To have vibrato which will go below the main pitch is simple - the LFO phase can be set so the wave starts at the top, and the note tuned down by the vibrato depth amount.
lfo01_pitch_oncc111=20 lfo01_phase=0.25 lfo01_freq=1.5 lfo01_freq_oncc112=6 pitch_oncc111=-20
This will work fine, as long as we don’t try to apply delay or fade to the LFO, which would result in the note starting out flat with no vibrato. To solve that problem, we can combine the LFO with a pitch envelope.
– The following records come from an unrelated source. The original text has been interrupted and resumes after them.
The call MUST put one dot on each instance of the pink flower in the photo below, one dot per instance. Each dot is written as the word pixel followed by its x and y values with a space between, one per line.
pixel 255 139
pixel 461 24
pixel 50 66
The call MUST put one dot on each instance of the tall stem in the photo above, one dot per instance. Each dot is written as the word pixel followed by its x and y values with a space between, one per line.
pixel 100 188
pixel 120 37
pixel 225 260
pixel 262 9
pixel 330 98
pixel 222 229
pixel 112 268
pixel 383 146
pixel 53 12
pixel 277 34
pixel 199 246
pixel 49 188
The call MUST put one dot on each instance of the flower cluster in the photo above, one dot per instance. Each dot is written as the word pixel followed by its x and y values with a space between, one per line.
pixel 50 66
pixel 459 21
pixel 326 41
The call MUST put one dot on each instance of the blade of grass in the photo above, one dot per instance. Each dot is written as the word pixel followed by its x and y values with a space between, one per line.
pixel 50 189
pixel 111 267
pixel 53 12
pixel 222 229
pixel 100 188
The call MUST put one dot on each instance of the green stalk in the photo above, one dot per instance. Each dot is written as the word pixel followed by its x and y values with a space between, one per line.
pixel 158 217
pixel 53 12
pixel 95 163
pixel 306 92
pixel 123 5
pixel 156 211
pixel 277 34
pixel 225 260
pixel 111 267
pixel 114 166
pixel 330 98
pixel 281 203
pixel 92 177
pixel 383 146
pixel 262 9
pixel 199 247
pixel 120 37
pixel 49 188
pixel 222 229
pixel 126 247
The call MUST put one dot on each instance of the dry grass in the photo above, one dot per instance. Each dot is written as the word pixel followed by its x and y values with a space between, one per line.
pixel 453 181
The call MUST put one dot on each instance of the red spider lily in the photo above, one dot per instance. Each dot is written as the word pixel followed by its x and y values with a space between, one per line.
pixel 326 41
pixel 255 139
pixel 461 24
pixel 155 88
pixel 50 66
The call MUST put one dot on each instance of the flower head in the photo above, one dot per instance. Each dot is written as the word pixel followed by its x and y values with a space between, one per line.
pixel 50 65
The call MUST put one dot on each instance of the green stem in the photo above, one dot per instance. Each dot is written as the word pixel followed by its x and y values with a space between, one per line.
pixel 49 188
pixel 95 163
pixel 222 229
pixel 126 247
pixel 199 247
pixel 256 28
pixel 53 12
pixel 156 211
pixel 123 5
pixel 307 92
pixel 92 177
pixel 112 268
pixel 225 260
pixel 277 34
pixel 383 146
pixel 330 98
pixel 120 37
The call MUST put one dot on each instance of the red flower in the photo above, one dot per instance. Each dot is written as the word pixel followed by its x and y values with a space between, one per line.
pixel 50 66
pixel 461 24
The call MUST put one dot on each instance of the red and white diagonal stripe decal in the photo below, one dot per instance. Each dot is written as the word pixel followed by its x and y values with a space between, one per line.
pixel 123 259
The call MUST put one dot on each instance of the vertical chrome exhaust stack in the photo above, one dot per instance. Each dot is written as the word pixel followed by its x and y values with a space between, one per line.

Here is an example with just delay:
lfo01_pitch_oncc111=20 lfo01_freq=1.5 lfo01_freq_oncc112=6 lfo01_phase=0.25 lfo01_delay_oncc116=1 pitcheg_delay_oncc116=1 pitcheg_depth_oncc111=-20
To have the choice of idiomatic sax vibrato and violin-style vibrato centered around the pitch can be done separate LFOs and separate depth controls. It’s also possible to duplicate all the regions and use loccN/hiccN to select between ones with different styles of vibrato.
lfo01_pitch_oncc111=20 //Sax vibrato LFO - goes down from the main pitch lfo01_freq=1.5 lfo01_freq_oncc112=6 lfo01_phase=0.25 //Starts at top lfo01_delay_oncc116=1 pitcheg_delay_oncc116=1 //Pitch envelope to drop the central pitch when sax vibrato kicks in pitcheg_depth_oncc111=-20 lfo02_pitch_oncc114=20 //Violin vibrato LFO - goes below and above main pitch lfo02_freq=1.5 lfo02_freq_oncc112=6 //Same rate as the first LFO lfo02_phase=0.5 //Starts in the middle, goes down first before going up lfo02_delay_oncc116=1 //Same delay, too
This covers jaw vibrato, but sax players also use diaphragm vibrato, which changes volume and has no effect on pitch, which means there are now three vibrato depths. Having the volume modulated by the second LFO is a little easier, as the phase setting of the first LFO would mean having to apply a volume envelope as well.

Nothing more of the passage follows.